Carey Gregory
Department of Psychology and Institute for Behavioral Genetics, University of Colorado, Boulder, CO 80309-0345, USA.
Behav Genet. 2005 Sep;35(5):653-65. doi: 10.1007/s10519-005-5355-9.
Behavioral geneticists commonly parameterize a genetic or environmental covariance matrix as the product of a lower diagonal matrix postmultiplied by its transpose-a technique commonly referred to as "fitting a Cholesky." Here, simulations demonstrate that this procedure is sometimes valid, but at other times: (1) may not produce fit statistics that are distributed as a chi2; or (2) if the distribution of the fit statistic is chi2, then the degrees of freedom (df) are not always the difference between the number of parameters in the general model less the number of parameters in a constrained model. It is hypothesized that the problem is related to the fact that the Cholesky parameterization requires that the covariance matrix formed by the product be either positive definite or singular. Even though a population covariance matrix may be positive definite, the combination of sampling error and the derived--as opposed to directly observed--nature of genetic and environmental matrices allow matrices that are negative (semi) definite. When this occurs, fitting a Cholesky constrains the numerical area of search and compromises the maximum likelihood theory currently used in behavioral genetics. Until the reasons for this phenomenon are understood and satisfactory solutions are developed, those who fit Cholesky matrices face the burden of demonstrating the validity of their fit statistics and the df for model comparisons. An interim remedy is proposed--fit an unconstrained model and a Cholesky model, and if the two differ, then report the difference in fit statistics and parameter estimates. Cholesky problems are a matter of degree, not of kind. Thus, some Cholesky solutions will differ trivially from the unconstrained solutions, and the importance of the problems must be assessed by how often the two lead to different substantive interpretation of the results. If followed, the proposed interim remedy will develop a body of empirical data to assess the extent to which Cholesky problems are important substantive issues versus statistical curiosities.

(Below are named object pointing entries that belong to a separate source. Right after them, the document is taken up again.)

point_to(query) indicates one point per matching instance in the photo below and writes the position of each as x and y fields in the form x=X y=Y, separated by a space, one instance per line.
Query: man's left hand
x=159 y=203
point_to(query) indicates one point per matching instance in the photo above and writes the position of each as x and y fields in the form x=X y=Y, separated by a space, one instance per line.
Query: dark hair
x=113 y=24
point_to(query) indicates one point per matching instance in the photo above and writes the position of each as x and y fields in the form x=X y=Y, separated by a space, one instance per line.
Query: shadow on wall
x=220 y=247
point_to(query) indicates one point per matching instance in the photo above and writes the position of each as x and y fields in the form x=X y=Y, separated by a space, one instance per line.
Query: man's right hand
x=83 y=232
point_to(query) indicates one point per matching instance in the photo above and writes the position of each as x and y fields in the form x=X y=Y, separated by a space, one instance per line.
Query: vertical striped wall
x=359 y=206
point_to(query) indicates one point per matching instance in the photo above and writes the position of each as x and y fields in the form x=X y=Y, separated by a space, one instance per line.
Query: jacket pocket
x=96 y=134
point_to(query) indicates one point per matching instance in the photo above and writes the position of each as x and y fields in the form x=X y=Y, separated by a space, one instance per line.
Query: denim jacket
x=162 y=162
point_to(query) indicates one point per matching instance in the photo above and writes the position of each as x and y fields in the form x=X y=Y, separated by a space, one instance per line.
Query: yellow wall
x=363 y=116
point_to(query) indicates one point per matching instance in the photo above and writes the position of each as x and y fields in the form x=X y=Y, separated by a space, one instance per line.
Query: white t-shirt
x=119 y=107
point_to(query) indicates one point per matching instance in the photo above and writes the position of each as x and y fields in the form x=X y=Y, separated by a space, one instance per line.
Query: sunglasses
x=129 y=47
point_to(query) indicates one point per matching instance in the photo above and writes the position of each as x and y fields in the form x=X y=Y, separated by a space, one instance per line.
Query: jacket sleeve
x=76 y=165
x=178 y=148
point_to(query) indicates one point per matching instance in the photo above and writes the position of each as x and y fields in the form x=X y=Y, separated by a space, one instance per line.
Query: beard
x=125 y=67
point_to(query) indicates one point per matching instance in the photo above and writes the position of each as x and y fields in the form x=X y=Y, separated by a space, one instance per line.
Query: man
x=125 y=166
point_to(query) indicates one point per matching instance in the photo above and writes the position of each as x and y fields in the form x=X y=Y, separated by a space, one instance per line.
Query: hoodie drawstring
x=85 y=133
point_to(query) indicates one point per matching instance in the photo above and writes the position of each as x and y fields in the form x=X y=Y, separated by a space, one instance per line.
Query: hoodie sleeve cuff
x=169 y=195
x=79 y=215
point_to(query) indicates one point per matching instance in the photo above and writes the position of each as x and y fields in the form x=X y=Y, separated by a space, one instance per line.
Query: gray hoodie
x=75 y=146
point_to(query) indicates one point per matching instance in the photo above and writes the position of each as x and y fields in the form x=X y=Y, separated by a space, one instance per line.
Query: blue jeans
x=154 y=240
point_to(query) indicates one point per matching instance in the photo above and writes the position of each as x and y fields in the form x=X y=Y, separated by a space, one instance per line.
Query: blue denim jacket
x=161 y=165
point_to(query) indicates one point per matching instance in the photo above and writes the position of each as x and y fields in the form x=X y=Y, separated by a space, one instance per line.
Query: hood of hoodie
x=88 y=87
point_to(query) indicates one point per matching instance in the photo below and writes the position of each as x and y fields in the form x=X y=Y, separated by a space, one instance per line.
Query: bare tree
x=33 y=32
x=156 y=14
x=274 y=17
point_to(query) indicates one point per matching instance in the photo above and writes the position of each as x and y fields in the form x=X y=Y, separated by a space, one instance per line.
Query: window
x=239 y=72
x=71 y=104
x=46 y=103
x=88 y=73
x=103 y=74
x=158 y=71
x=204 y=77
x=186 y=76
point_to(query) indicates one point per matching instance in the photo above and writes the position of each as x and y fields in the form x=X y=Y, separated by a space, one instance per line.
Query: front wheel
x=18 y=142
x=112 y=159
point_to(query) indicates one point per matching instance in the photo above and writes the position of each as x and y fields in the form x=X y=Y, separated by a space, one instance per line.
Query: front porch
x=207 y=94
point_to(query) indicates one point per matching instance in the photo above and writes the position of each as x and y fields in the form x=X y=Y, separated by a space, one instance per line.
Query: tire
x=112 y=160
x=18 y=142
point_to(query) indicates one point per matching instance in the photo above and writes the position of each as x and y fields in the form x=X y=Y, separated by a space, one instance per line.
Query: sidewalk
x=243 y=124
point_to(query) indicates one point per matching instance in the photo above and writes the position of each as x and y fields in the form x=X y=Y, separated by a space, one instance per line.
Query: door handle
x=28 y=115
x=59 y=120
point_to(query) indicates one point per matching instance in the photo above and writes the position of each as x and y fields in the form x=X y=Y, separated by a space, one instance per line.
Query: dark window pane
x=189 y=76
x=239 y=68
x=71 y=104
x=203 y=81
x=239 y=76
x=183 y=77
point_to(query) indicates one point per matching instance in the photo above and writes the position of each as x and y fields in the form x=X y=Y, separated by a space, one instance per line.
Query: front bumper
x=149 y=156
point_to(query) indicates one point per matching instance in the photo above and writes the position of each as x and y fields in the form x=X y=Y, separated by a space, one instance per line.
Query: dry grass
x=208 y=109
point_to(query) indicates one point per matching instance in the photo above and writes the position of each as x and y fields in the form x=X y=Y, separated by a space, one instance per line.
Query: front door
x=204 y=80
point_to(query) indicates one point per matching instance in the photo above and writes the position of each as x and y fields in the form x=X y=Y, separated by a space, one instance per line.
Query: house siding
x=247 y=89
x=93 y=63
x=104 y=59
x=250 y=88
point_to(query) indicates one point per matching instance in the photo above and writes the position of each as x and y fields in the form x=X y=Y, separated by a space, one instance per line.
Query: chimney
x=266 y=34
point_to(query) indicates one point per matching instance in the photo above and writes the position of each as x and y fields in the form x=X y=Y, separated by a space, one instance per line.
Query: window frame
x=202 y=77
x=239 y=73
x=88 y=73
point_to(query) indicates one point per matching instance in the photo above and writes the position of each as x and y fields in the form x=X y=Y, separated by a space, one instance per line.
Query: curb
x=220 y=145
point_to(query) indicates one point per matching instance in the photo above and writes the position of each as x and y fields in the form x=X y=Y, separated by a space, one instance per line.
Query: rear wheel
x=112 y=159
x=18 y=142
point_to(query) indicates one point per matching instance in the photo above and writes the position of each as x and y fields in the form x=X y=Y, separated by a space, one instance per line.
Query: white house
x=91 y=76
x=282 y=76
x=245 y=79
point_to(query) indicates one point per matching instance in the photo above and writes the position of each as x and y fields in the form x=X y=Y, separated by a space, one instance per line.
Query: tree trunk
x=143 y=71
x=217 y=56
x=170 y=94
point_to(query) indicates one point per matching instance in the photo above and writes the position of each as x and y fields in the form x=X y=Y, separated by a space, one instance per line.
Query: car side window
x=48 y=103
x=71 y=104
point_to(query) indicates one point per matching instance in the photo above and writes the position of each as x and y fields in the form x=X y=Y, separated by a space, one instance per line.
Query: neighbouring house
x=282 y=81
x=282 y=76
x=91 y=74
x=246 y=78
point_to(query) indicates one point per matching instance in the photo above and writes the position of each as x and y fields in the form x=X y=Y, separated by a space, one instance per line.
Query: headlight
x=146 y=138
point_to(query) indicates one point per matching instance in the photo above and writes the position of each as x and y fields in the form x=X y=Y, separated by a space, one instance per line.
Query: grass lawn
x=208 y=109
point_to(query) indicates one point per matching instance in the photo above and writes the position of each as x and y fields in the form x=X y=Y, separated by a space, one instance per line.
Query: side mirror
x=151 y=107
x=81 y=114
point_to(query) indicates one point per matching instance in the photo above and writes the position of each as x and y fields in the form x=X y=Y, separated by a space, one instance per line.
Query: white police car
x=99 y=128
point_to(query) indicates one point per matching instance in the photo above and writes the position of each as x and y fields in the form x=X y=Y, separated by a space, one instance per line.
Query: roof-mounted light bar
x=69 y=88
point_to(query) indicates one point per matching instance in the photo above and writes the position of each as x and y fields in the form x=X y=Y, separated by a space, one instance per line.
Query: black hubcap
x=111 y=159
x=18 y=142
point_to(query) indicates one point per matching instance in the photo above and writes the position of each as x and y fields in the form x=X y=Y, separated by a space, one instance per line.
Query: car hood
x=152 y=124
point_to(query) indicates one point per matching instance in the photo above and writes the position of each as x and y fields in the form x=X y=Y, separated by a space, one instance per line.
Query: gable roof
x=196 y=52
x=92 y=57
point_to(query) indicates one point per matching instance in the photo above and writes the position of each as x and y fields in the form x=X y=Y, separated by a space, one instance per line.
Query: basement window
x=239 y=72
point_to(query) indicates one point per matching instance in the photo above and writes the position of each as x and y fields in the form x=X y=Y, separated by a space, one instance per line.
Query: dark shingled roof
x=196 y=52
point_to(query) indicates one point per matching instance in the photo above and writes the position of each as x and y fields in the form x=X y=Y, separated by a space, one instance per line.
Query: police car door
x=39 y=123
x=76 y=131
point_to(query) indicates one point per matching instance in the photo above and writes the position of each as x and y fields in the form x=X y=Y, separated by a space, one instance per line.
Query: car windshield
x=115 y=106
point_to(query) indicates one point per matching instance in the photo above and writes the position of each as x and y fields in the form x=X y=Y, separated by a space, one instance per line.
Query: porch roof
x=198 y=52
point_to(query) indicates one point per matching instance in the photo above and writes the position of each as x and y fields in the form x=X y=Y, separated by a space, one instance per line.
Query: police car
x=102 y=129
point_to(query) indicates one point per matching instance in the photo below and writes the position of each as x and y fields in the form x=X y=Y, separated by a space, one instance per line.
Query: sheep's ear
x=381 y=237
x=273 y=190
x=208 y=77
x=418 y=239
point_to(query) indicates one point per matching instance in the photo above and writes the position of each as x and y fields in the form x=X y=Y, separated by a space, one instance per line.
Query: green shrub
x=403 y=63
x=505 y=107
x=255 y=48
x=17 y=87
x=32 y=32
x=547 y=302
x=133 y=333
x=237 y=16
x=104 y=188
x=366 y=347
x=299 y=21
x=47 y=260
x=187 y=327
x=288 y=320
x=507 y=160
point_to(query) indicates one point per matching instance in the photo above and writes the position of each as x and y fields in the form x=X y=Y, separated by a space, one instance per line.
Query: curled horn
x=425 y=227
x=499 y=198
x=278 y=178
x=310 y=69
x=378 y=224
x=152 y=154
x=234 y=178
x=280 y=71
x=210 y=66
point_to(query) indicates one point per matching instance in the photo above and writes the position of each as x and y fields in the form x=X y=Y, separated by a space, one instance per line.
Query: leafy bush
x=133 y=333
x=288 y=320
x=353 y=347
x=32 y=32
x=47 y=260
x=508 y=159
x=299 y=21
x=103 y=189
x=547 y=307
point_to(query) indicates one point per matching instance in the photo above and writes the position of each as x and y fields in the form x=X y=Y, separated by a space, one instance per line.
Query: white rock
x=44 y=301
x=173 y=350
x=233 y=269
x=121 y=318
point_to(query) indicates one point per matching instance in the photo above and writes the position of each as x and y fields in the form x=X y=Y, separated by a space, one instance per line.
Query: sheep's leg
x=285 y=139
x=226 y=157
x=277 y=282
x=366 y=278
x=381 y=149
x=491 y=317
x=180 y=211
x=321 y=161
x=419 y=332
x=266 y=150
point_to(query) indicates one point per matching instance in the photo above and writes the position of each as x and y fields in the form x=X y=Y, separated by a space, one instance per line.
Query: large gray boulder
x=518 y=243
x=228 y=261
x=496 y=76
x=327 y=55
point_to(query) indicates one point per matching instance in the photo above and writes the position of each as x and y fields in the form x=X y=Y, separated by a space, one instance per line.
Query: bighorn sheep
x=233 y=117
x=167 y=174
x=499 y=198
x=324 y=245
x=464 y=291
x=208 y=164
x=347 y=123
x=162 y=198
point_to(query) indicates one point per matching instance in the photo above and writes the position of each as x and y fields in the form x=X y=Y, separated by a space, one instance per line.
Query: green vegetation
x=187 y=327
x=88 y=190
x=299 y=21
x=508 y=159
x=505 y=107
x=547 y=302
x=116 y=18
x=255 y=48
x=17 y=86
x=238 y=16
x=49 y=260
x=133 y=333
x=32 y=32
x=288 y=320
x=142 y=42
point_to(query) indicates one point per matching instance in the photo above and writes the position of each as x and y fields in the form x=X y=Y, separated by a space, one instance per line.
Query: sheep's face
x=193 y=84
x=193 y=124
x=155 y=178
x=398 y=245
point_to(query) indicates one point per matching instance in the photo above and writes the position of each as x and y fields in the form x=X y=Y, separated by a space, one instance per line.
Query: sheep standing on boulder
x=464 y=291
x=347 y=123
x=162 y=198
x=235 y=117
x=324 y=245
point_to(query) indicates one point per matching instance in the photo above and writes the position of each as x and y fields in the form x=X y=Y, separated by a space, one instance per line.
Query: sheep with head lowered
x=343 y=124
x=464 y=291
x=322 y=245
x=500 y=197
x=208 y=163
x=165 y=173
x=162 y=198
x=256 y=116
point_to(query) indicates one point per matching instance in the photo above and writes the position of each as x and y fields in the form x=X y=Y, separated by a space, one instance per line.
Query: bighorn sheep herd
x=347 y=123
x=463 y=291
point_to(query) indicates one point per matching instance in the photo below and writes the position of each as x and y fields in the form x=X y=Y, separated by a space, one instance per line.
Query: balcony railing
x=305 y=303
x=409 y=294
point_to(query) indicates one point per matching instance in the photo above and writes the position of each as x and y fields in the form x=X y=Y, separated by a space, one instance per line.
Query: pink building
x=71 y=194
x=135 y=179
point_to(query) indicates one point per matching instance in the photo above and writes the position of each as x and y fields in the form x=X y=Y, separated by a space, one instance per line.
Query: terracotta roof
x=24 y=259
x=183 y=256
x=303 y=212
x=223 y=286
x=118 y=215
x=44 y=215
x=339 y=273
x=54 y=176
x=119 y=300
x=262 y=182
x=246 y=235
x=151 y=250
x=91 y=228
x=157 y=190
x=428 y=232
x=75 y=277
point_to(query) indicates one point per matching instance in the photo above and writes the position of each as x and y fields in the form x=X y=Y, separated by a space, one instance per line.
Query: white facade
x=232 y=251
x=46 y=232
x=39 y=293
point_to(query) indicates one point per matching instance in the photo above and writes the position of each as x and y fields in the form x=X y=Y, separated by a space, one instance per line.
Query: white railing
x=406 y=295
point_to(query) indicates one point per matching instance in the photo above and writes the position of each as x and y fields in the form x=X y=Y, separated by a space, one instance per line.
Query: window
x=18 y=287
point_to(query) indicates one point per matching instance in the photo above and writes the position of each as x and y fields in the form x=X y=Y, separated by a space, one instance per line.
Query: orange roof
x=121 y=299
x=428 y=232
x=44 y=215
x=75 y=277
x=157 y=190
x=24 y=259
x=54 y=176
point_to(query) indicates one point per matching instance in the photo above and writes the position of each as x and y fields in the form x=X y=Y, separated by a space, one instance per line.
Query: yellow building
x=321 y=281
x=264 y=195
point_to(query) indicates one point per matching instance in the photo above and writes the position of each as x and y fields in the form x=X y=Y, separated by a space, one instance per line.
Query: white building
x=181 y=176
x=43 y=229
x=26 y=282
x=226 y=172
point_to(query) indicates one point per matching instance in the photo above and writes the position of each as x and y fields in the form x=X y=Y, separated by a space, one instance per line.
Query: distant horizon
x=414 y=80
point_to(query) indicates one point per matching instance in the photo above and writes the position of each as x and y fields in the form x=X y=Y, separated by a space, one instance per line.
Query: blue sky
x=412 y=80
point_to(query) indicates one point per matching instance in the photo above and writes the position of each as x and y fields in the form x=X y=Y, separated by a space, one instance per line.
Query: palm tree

行为遗传学家通常将遗传或环境协方差矩阵参数化为一个下三角矩阵与其转置矩阵后乘的乘积——这一技术通常被称为“拟合乔列斯基分解”。在此,模拟结果表明,该过程有时是有效的,但在其他时候:(1)可能不会产生服从卡方分布的拟合统计量;或者(2)如果拟合统计量的分布是卡方分布,那么自由度并不总是一般模型中的参数数量减去受限模型中的参数数量之差。据推测,问题与以下事实有关:乔列斯基分解参数化要求由该乘积形成的协方差矩阵要么是正定的,要么是奇异的。尽管总体协方差矩阵可能是正定的,但抽样误差以及遗传和环境矩阵的推导性质(而非直接观测性质)的结合会导致出现负(半)定矩阵。当这种情况发生时,拟合乔列斯基分解会限制搜索的数值范围,并损害行为遗传学中目前使用的最大似然理论。在理解这一现象的原因并开发出令人满意的解决方案之前,那些拟合乔列斯基矩阵的人面临着证明其拟合统计量和模型比较自由度有效性的负担。本文提出了一种临时补救措施——拟合一个无约束模型和一个乔列斯基模型,如果两者不同,则报告拟合统计量和参数估计值的差异。乔列斯基问题是程度问题,而非类型问题。因此,一些乔列斯基分解的解决方案与无约束解决方案的差异可能微不足道,必须通过这两种方法导致对结果的实质性解释不同的频率来评估这些问题的重要性。如果遵循所提出的临时补救措施,将产生一批实证数据,以评估乔列斯基问题在多大程度上是重要的实质性问题而非统计上的奇闻轶事。